Os clowns, personagens antigos do teatro e do circo, são caricaturas vivas do ser humano. Há diferentes tipos de clowns. Uma distinção clássica se refere a dois tipos: o branco e o augusto. O clown augusto é o palhaço coadjuvante. É o bobão, o ingênuo, manipulado pelo clown branco, que encarna o “chefe”, o sabe-tudo.

Mas o clown branco acaba demonstrando seu lado fraco, o ridículo que habita em todos nós. E de repente o augusto surpreende, mostra-se genial, essa genialidade que também em todos nós se encontra adormecida. O clown representa a ordem rígida, o dever, e é de se destacar a coincidência de “branco” ter sido, no século XIX brasileiro, o tratamento de submissão que o sinhô recebia dos negros escravos. Subitamente, porém, nasce um Pelé.

Essa dupla, branco e augusto, pode ajudar a entender as relações sociais, e que papel cada um representa nesse cotidiano mais cotidiano, ao qual os artistas têm às vezes mais acesso do que os cientistas, assumindo os cientistas o papel de brancos, e o de augustos os artistas.

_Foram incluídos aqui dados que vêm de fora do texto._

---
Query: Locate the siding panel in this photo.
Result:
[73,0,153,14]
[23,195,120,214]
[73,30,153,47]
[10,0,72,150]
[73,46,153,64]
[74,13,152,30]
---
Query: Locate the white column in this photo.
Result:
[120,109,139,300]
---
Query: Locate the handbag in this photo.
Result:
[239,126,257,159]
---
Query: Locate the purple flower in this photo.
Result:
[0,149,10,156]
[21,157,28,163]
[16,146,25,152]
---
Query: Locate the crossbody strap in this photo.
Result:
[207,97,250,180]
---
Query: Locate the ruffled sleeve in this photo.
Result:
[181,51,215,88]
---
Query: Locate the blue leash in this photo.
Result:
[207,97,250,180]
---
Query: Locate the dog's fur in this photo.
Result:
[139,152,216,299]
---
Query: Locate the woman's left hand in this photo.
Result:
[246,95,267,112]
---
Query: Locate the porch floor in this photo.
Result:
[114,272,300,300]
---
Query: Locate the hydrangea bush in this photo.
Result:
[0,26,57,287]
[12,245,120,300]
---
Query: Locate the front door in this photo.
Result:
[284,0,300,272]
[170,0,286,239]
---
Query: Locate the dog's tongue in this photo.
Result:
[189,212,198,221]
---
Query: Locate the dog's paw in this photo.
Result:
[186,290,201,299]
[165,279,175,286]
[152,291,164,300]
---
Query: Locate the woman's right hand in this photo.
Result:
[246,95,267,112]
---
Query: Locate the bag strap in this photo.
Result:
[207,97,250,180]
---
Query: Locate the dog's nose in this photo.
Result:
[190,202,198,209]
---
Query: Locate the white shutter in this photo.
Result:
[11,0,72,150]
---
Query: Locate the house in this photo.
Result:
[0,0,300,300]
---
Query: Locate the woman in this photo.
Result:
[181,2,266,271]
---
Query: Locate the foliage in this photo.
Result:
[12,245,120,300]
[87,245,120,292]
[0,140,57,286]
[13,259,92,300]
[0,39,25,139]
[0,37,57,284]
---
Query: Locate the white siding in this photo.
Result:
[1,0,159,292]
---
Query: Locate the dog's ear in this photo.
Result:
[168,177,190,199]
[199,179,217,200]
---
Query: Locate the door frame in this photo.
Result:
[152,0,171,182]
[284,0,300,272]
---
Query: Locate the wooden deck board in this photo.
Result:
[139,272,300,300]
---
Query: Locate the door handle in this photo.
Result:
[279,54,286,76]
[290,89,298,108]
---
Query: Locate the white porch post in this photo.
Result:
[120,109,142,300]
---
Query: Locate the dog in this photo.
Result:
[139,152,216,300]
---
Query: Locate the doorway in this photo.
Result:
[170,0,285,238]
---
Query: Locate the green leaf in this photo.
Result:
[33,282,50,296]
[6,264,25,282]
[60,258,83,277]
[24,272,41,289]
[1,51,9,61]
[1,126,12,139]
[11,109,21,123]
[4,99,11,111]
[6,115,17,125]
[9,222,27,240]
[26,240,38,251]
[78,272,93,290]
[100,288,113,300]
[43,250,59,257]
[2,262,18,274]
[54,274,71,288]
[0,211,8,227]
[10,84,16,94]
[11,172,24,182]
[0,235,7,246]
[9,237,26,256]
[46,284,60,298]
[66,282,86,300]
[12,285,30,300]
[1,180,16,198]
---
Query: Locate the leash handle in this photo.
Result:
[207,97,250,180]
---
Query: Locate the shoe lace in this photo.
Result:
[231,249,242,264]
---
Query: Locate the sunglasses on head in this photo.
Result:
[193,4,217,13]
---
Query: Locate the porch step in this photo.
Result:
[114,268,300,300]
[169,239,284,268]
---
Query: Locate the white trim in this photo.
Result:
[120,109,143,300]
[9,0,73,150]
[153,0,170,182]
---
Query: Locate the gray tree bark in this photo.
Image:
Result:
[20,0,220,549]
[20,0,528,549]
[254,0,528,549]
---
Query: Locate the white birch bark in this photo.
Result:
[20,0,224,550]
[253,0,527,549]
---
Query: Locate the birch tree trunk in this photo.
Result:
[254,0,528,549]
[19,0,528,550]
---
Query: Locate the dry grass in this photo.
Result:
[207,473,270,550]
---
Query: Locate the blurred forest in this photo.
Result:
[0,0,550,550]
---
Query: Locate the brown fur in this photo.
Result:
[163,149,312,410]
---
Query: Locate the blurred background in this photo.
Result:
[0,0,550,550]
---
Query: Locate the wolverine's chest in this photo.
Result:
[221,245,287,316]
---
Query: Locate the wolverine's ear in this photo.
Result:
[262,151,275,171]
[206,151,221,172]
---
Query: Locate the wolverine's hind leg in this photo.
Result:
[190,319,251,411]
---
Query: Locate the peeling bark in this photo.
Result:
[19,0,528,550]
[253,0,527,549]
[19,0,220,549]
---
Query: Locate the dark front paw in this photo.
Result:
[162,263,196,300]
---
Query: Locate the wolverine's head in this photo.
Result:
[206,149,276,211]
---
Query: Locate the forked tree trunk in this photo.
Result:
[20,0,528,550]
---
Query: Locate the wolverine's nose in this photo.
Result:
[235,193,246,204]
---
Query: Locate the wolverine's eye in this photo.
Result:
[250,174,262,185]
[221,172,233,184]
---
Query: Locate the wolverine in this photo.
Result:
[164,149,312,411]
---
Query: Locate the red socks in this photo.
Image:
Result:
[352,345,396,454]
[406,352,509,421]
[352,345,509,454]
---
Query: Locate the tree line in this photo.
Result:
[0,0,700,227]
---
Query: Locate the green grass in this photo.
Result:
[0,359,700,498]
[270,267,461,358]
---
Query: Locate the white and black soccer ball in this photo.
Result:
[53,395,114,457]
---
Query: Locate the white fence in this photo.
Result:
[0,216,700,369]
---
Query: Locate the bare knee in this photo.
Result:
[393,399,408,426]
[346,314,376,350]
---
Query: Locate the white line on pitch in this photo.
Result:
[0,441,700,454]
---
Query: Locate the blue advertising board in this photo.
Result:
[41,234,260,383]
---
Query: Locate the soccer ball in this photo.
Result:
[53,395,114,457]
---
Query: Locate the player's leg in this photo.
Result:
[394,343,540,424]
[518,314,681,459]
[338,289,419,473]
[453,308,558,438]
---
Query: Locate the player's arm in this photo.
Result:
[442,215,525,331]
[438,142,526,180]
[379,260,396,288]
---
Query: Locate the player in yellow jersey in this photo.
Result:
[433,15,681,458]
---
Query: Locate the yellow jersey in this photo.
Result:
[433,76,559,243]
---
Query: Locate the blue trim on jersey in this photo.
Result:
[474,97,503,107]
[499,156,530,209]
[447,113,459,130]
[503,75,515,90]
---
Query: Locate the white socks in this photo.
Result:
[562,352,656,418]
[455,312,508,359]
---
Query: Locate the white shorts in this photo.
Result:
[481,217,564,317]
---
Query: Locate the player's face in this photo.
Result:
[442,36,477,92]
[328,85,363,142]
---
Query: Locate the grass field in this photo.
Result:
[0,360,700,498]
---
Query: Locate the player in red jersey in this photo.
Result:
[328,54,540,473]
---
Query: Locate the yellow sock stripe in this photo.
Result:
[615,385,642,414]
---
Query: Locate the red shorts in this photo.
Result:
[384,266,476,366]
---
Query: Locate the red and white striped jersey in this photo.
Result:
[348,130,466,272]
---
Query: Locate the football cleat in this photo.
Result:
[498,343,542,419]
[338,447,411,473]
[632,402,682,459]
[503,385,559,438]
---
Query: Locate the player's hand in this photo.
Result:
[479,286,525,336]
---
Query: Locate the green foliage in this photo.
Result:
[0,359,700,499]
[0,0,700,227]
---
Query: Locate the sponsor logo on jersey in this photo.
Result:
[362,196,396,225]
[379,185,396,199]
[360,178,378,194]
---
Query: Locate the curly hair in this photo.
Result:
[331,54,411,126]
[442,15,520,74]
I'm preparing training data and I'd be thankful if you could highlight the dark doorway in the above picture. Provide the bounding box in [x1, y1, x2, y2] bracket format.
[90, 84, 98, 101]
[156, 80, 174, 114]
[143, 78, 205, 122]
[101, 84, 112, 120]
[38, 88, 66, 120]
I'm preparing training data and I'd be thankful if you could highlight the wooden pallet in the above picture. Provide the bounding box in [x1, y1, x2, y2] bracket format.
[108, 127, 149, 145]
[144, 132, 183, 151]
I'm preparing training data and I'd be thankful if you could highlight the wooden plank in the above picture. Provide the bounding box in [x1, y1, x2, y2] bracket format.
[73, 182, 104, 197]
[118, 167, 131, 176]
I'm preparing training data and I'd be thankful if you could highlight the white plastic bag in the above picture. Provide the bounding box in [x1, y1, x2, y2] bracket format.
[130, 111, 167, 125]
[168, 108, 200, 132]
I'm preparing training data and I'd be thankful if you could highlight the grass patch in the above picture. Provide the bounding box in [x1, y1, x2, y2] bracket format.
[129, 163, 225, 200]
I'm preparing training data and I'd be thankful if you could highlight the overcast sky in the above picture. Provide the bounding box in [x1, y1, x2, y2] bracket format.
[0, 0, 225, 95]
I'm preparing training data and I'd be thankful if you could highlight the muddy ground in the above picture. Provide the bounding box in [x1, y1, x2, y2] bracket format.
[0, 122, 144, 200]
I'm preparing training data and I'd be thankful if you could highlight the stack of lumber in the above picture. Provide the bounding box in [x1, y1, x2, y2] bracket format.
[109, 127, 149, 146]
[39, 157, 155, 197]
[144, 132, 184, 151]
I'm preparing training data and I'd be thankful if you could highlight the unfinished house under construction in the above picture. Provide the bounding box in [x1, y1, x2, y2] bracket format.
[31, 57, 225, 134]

O cineasta italiano Federico Fellini, diretor de “I Clowns”, gostava de usar essa chave de interpretação. Para ele, Hitler era um clown branco. Mussolini, um augusto. Papa Pio XII, um branco. Papa João XXIII, um augusto. Freud, um branco. Jung, um augusto. O augusto é sonho, não é sério, arrisca, leva um tombo. O branco não brinca em serviço, cobra resultados, impera.

O Clown Café pode ser entendido como a mistura de ambos. Ele arrisca nos cardápios e iniciou arriscando a ser um dos pioneiros do ramo, na cidade guaibense. Mas também impera, num ponto estratégico, cercado de toda parte histórica que Guaíba possui.

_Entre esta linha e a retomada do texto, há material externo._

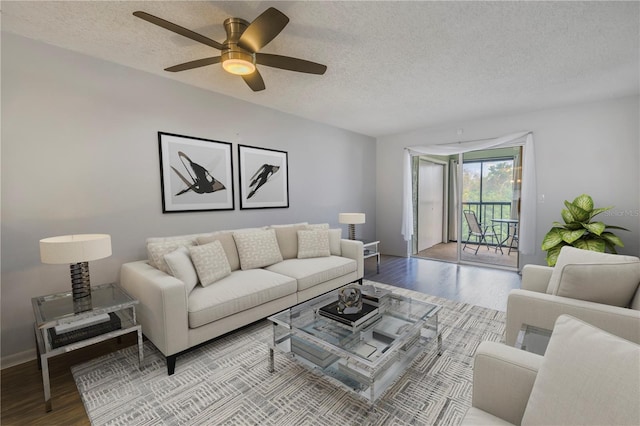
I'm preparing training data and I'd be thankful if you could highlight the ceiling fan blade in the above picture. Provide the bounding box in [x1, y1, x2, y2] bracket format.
[256, 53, 327, 75]
[133, 10, 225, 50]
[164, 56, 220, 72]
[238, 7, 289, 53]
[242, 69, 265, 92]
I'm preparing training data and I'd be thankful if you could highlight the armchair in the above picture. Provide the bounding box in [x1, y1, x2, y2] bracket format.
[462, 315, 640, 426]
[505, 246, 640, 346]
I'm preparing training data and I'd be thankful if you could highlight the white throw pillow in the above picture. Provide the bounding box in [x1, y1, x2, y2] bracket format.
[147, 240, 193, 274]
[164, 247, 198, 295]
[558, 262, 640, 308]
[273, 223, 306, 259]
[307, 223, 329, 229]
[196, 231, 240, 271]
[547, 246, 640, 295]
[329, 228, 342, 256]
[233, 229, 282, 270]
[298, 229, 331, 259]
[189, 240, 231, 287]
[522, 315, 640, 426]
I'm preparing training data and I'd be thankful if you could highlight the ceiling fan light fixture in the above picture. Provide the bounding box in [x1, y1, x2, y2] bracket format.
[222, 50, 256, 75]
[222, 59, 256, 75]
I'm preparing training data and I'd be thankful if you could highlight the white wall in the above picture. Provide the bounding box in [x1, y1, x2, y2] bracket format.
[1, 33, 376, 365]
[376, 96, 640, 264]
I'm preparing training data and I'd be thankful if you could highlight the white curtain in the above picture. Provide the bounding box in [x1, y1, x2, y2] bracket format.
[402, 132, 536, 254]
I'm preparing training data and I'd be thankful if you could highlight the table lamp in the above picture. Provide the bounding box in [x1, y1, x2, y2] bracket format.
[338, 213, 365, 240]
[40, 234, 111, 311]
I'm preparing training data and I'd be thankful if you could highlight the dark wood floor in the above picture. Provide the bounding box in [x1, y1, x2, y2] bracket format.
[365, 255, 521, 311]
[0, 256, 520, 426]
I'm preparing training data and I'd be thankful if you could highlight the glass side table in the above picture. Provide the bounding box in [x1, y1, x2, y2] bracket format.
[31, 284, 143, 411]
[362, 241, 380, 274]
[515, 324, 551, 355]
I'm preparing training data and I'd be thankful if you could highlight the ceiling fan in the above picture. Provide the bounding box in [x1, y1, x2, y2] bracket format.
[133, 7, 327, 92]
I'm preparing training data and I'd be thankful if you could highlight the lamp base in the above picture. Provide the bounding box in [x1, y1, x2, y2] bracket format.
[69, 262, 92, 313]
[349, 224, 356, 240]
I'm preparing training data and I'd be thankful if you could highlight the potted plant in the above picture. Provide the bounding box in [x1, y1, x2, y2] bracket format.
[541, 194, 628, 266]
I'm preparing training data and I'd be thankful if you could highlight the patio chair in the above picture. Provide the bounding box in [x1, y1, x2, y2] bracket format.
[462, 210, 503, 254]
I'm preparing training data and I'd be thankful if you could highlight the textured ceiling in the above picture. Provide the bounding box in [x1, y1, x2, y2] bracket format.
[0, 1, 640, 136]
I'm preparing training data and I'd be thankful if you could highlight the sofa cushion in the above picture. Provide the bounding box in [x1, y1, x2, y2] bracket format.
[272, 223, 307, 259]
[297, 229, 331, 259]
[266, 256, 358, 291]
[188, 269, 296, 328]
[329, 228, 342, 256]
[547, 246, 640, 295]
[189, 240, 231, 287]
[461, 407, 513, 426]
[233, 229, 282, 270]
[557, 262, 640, 307]
[522, 315, 640, 425]
[164, 247, 198, 294]
[196, 231, 240, 271]
[147, 239, 194, 274]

Com quatro anos de existência, o Clown é um mimo. É aconchegante, parecido com casa de vó. Essa é a descrição que mais aparece nos reviews do Facebook. Também pudera, para cada lado que olhar verá um requinte manual, um artesanato. Um luxo em simplicidade. Um tesouro perdido além do rio.

A comida, as bebidas, a descontração do ambiente. Você pode estar trabalhando com o notebook numa mesa e, simplesmente, levantar e colocar um chapéu de cowboy, uma peruca colorida, um nariz de palhaço. Você pode pegar um livro para ler, se quiser. Você pode participar de um sarau poético, de um workshop de fotografia. O Clown Café te convida a mergulhar na arte do teatro e explorar teu eu-lírico.